Joe Biden and Donald Trump agreed Wednesday to hold presidential debates in June and September after the Democratic incumbent challenged his rival to “make my…

Joe Biden and Donald Trump agreed Wednesday to hold presidential debates in June and September after the Democratic incumbent challenged his rival to “make my day” and the scandal-plagued Republican replied he was ready to “rumble.”

News channel CNN announced it will hold the first debate on June 27 in Atlanta, Georgia. Trump and Biden later said they had agreed on a second debate to be hosted by broadcaster ABC on September 10.

The agreement ends months of uncertainty over whether the candidates would debate at all, and sees both the Democrat and the Republican shunning the traditional commission that has run debates since 1988.

Biden, 81, set out his own terms including having no studio audience, seeking to avoid a repeat of the often chaotic debates with political showman Trump in the 2020 election.

Trump, 77, accepted the dates even as he set out a starkly different vision with a larger venue for “excitement purposes” while his campaign called for adding debates in July and August.

“Donald Trump lost two debates to me in 2020. Since then, he hasn’t shown up for a debate. Now he’s acting like he wants to debate me again. Well, make my day, pal,” Biden said in a video on X.

Biden trolled Trump over his ongoing hush money trial in New York, which features a mid-week break, adding: “I hear you’re free on Wednesdays.”

Announcing he’d accepted the ABC invitation, Biden added: “Trump says he’ll arrange his own transportation. I’ll bring my plane, too. I plan on keeping it for another four years.”

Trump later announced that he had agreed to a third debate on conservative network Fox News on October 2 – a Wednesday – but there was no immediate word from the president on whether he had accepted an invitation to take part.

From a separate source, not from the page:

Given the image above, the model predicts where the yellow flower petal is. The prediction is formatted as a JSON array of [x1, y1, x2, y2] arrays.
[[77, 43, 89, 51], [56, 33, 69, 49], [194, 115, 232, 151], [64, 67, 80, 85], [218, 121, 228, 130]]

CNN confirmed there would be no audience for its debate, saying it would “ensure candidates may maximise the time allotted.”

Biden’s debate offer appeared to show him taking the calculated risk of putting Trump back into American living rooms ahead of November’s election, hoping it could reverse the Republican’s poll lead in a series of battleground states.

The Biden campaign has increasingly been trying to remind voters of what they say is the true face of the mercurial president who lost in 2020, amid what they fear is Trump “nostalgia” – even as the Republican details his stark vision for introducing unprecedented levels of presidential power in a second term and taking “retribution.”